Ale na czym tak naprawdę polega ta edukacja i odczulanie? Istnieje znaczna normalizacja brutalnych i poniżających treści w popularnej pornografii, przy czym 88% scen w bestsellerowej pornografii zawiera akty fizycznej agresji, a celem tej agresji są „w przeważającej mierze” kobiety. Z pewnością powinniśmy zapytać, dlaczego profesjonaliści mówią kobietom, że jest to model seksualności, który powinny zaakceptować, nie mówiąc już o naśladowaniu.

W najlepszym przypadku praktyka przepisywania pornografii w terapii seksualnej zachęca kobiety do naśladowania tych, którym płaci się za udawanie własnej przyjemności seksualnej. Ale to bardzo hojna interpretacja.

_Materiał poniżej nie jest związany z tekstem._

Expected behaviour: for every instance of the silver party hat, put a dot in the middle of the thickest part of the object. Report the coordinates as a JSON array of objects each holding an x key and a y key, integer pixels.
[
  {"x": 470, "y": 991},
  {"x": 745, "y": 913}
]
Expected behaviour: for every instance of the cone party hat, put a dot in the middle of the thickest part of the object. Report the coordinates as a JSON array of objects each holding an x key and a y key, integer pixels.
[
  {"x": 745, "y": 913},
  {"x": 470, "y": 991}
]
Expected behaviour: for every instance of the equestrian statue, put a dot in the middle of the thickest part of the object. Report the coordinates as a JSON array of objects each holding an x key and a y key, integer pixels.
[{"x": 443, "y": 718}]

Bardziej trafne jest stwierdzenie, że dynamika mocy terapii sprawia, że ​​każdemu pacjentowi trudno jest po prostu odmówić tego rodzaju „leczenia”, gdy jest ono zalecane przez wykwalifikowanego specjalistę.

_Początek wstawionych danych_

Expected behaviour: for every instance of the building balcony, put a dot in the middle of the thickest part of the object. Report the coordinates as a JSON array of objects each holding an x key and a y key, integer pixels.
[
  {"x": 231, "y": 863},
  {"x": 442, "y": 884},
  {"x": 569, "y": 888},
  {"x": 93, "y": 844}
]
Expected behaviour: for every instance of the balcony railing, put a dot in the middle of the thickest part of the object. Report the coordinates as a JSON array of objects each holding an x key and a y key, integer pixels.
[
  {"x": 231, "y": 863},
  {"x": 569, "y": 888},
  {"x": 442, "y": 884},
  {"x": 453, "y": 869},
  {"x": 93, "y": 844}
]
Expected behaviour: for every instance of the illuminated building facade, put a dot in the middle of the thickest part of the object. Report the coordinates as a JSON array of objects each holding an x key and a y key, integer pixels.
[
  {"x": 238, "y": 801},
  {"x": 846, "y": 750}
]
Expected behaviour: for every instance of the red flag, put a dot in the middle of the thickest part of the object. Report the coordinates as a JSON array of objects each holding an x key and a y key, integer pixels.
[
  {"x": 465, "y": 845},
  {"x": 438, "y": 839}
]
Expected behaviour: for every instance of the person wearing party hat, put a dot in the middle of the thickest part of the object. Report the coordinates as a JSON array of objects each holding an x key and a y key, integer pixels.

I jest to traktowanie, które stwarza ryzyko, że kobiety będą postrzegane jako nieprzestrzegające zasad, jeśli nie są podniecone poniżającymi treściami pornograficznymi lub nie chcą odtworzyć ich we własnym życiu.

Podczas gdy niektórzy terapeuci i badacze dyskutowali o „pornografii przyjaznej kobietom” jako potencjalnym rozwiązaniu tej sytuacji, pomijają problematyczne i równie brutalne treści pornograficzne, które są często reklamowane jako „przyjazne dla kobiet” lub „feministyczne”. Takie argumenty ignorują również szerszą krytykę branży pornograficznej, która kwestionuje komercyjny akt seksualny – który opiera się na przestrzeganiu scenariusza za pieniądze, a nie na wzajemnej przyjemności – jako użyteczną lub sprawiedliwą podstawę codziennych interakcji seksualnych.

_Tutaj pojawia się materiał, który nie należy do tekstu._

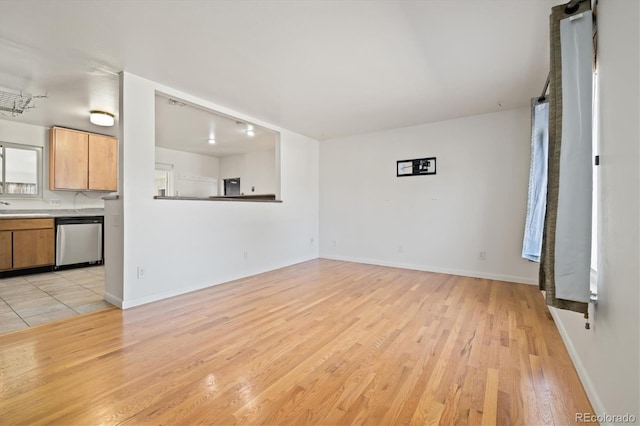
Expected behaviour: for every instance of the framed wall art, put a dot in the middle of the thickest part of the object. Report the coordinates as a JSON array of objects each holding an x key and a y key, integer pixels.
[{"x": 417, "y": 167}]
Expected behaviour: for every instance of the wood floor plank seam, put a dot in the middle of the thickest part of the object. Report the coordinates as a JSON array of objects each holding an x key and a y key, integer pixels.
[{"x": 321, "y": 342}]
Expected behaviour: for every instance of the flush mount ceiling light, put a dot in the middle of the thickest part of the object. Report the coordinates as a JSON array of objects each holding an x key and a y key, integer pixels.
[{"x": 100, "y": 118}]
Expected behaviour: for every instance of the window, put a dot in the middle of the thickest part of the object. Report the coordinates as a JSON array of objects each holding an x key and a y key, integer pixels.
[{"x": 20, "y": 171}]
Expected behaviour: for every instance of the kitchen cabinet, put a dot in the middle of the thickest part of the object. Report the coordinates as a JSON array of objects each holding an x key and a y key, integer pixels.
[
  {"x": 26, "y": 243},
  {"x": 6, "y": 250},
  {"x": 82, "y": 161}
]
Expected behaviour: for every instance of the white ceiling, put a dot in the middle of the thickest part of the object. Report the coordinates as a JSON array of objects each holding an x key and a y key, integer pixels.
[
  {"x": 192, "y": 127},
  {"x": 320, "y": 68}
]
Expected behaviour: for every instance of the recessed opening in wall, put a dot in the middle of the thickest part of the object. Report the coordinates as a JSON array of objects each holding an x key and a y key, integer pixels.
[{"x": 207, "y": 148}]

Kiedy autorytet medyczny integruje pornografię z modelami leczenia, ogranicza przestrzeń dla uzasadnionych sprzeciwów wobec konsumpcji pornografii w związkach heteroseksualnych.

To również promuje model heteroseksualności, który zmniejsza prawdopodobieństwo, że odmowy seksualne kobiet zostaną wysłuchane i zaakceptowane.

W klimacie rosnącego nacisku na relacje oparte na szacunku i zajmowania się niezdrowymi kulturami przymusu seksualnego, prawo kobiety do powiedzenia „nie” jakiemukolwiek aktowi seksualnemu, z którym czuje się niekomfortowo, powinno być potwierdzane, a nie podważane.

Biorąc pod uwagę brak dowodów na poparcie terapeutów zalecających pornografię jako leczenie i rosnącą świadomość szkód związanych z nawet mainstreamową, komercyjną pornografią, musimy zapytać, dlaczego ta praktyka była kontynuowana tak długo i kto tak naprawdę na tym korzysta.

Konwersacje

O autorze

Megan Tyler, Pracownik naukowy, Uniwersytet RMIT

Ten artykuł został pierwotnie opublikowany w Konwersacje. Przeczytać oryginalny artykuł.